Appelé une nouvelle fois à la barre de ce procès qui a débuté il y a six semaines à Fairfax, près de Washington, ses avocats lui ont demandé ce qu'il avait ressenti en entendant les accusations de son ex-épouse.

"C'est fou d'entendre ces accusations odieuses de violences, de violences sexuelles qu'elle m'attribue", a expliqué la vedette de la saga "Pirates des Caraïbes".

"Toutes ces choses ahurissantes, scandaleuses qu'elle dit que j'ai commises", a-t-il ajouté.

"C'est horrible, ridicule, humiliant, insensé, douloureux, sauvage, brutal et cruel de façon inimaginable, et entièrement faux", a-t-il lancé, répétant au jury: "entièrement faux".

Le comédien a assuré que personne "n'aime devoir se révéler pour dire la vérité", mais il avait besoin d'exposer ce qu'il "porte sur le cœur, avec réticence, depuis six ans".

Le couple avait entamé une relation en 2011, avant de se marier en 2015. Mais Amber Heard avait demandé le divorce en mai 2016 en l'accusant de violences conjugales.

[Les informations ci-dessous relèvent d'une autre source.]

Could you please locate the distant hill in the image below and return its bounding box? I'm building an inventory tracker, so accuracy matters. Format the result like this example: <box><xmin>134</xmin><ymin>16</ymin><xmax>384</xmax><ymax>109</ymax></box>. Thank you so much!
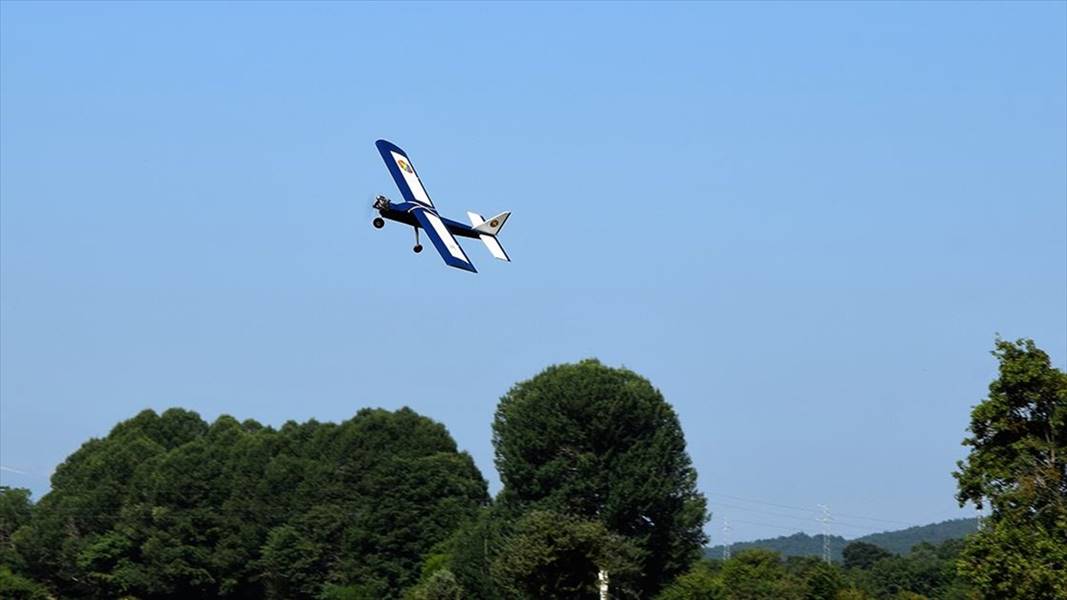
<box><xmin>704</xmin><ymin>519</ymin><xmax>978</xmax><ymax>562</ymax></box>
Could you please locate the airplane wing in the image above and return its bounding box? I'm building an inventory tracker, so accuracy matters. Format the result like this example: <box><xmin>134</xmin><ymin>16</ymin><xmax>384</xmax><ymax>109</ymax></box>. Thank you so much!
<box><xmin>375</xmin><ymin>140</ymin><xmax>433</xmax><ymax>207</ymax></box>
<box><xmin>412</xmin><ymin>208</ymin><xmax>478</xmax><ymax>273</ymax></box>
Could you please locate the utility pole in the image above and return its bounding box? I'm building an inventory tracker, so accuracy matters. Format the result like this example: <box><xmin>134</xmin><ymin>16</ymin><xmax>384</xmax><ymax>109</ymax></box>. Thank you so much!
<box><xmin>722</xmin><ymin>517</ymin><xmax>730</xmax><ymax>560</ymax></box>
<box><xmin>815</xmin><ymin>504</ymin><xmax>833</xmax><ymax>565</ymax></box>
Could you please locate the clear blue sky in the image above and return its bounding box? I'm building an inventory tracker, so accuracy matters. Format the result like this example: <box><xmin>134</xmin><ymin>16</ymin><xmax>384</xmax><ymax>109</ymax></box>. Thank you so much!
<box><xmin>0</xmin><ymin>2</ymin><xmax>1067</xmax><ymax>542</ymax></box>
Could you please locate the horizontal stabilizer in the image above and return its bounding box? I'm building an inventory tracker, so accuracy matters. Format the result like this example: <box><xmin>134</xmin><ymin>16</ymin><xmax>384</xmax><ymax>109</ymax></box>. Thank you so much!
<box><xmin>467</xmin><ymin>212</ymin><xmax>511</xmax><ymax>263</ymax></box>
<box><xmin>467</xmin><ymin>212</ymin><xmax>511</xmax><ymax>236</ymax></box>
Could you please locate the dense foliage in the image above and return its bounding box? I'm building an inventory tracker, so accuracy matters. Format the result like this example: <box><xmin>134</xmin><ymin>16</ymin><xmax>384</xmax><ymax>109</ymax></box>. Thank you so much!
<box><xmin>657</xmin><ymin>540</ymin><xmax>972</xmax><ymax>600</ymax></box>
<box><xmin>493</xmin><ymin>360</ymin><xmax>706</xmax><ymax>596</ymax></box>
<box><xmin>4</xmin><ymin>409</ymin><xmax>488</xmax><ymax>598</ymax></box>
<box><xmin>0</xmin><ymin>341</ymin><xmax>1067</xmax><ymax>600</ymax></box>
<box><xmin>704</xmin><ymin>516</ymin><xmax>978</xmax><ymax>563</ymax></box>
<box><xmin>955</xmin><ymin>340</ymin><xmax>1067</xmax><ymax>600</ymax></box>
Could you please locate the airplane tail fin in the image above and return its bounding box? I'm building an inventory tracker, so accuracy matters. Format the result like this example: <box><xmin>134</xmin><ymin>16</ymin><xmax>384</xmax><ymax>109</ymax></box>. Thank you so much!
<box><xmin>467</xmin><ymin>212</ymin><xmax>511</xmax><ymax>263</ymax></box>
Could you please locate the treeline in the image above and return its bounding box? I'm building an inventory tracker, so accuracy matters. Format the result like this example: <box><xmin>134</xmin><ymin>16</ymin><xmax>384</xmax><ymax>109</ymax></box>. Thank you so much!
<box><xmin>704</xmin><ymin>519</ymin><xmax>978</xmax><ymax>563</ymax></box>
<box><xmin>657</xmin><ymin>540</ymin><xmax>977</xmax><ymax>600</ymax></box>
<box><xmin>3</xmin><ymin>409</ymin><xmax>489</xmax><ymax>598</ymax></box>
<box><xmin>0</xmin><ymin>341</ymin><xmax>1067</xmax><ymax>600</ymax></box>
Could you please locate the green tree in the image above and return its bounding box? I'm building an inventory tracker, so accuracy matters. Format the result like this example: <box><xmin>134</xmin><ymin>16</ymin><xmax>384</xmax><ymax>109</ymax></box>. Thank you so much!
<box><xmin>0</xmin><ymin>486</ymin><xmax>33</xmax><ymax>570</ymax></box>
<box><xmin>656</xmin><ymin>558</ymin><xmax>727</xmax><ymax>600</ymax></box>
<box><xmin>408</xmin><ymin>569</ymin><xmax>463</xmax><ymax>600</ymax></box>
<box><xmin>954</xmin><ymin>340</ymin><xmax>1067</xmax><ymax>599</ymax></box>
<box><xmin>841</xmin><ymin>541</ymin><xmax>893</xmax><ymax>569</ymax></box>
<box><xmin>493</xmin><ymin>360</ymin><xmax>706</xmax><ymax>596</ymax></box>
<box><xmin>492</xmin><ymin>510</ymin><xmax>639</xmax><ymax>599</ymax></box>
<box><xmin>0</xmin><ymin>565</ymin><xmax>52</xmax><ymax>600</ymax></box>
<box><xmin>722</xmin><ymin>549</ymin><xmax>806</xmax><ymax>600</ymax></box>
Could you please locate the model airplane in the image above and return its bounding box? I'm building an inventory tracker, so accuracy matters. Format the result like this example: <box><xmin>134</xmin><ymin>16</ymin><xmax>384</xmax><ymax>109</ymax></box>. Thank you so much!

Le divorce avait été acté début 2017.

En 2020, il avait perdu un procès en diffamation à Londres contre le tabloïd britannique The Sun, qui l'avait qualifié de "mari violent".

Il avait ensuite porté plainte dans l'Etat de Virginie contre son ex-épouse, qui s'était décrite dans une tribune publiée dans le Washington Post en 2018 comme "une personnalité publique représentant les violences conjugales", sans nommer Johnny Depp.

Estimant que cette tribune a ruiné sa réputation et sa carrière, il réclame 50 millions de dollars en dommages-intérêts. 

L'actrice de 36 ans, apparue à l'affiche de "Justice League" et "Aquaman" a contre-attaqué et demande le double, affirmant avoir été mise au ban de l'industrie du cinéma depuis sa tribune.

«Il ne m'a jamais poussée»

A la barre, elle a évoqué les nombreuses disputes qui dégénéraient en violences physiques quand Johnny Depp était sous l'emprise d'un cocktail de drogues et d'alcool, dont un viol avec une bouteille d'alcool en 2015 en Australie.

L'acteur affirme pour sa part que c'est son épouse qui était violente et lui avait notamment coupé l'extrémité d'un doigt en lui lançant une bouteille de vodka lors de cette même dispute.

Auparavant, la top model britannique Kate Moss avait démenti les rumeurs selon lesquelles son ex-compagnon Johnny Depp l'aurait poussée dans un escalier durant leur relation, lors d'un court témoignage apporté au procès.

"Il ne m'a jamais poussée ou lancée dans un quelconque escalier", a déclaré Kate Moss en visioconférence depuis l'Angleterre.

Le 5 mai, Amber Heard avait décrit une dispute violente avec son mari en mars 2015 et avait évoqué une rumeur selon laquelle Johnny Depp aurait un jour poussé Kate Moss dans un escalier.

La top model de 48 ans, en couple avec l'acteur d'"Edward aux mains d'argent" entre 1994 et 1998, a raconté un incident qui s'est produit lors de vacances du couple en Jamaïque.

"On quittait la pièce et Johnny l'a quittée avant moi. Il y avait eu un orage et quand j'ai quitté la pièce, j'ai glissé jusqu'en bas des escaliers et je me suis blessée au dos", a-t-elle déclaré.

"Et j'ai crié parce que je ne savais pas ce qui venait de m'arriver et j'avais mal. Il est revenu en courant pour m'aider et m'a portée jusqu'à ma chambre et m'a obtenu des secours médicaux", a poursuivi la top model lors d'une intervention de trois minutes.

Les avocats d'Amber Heard n'ont eux pas souhaité interroger Kate Moss.

Le procès, qui a débuté le 11 avril, doit voir les débats se terminer vendredi, et son issue reste incertaine.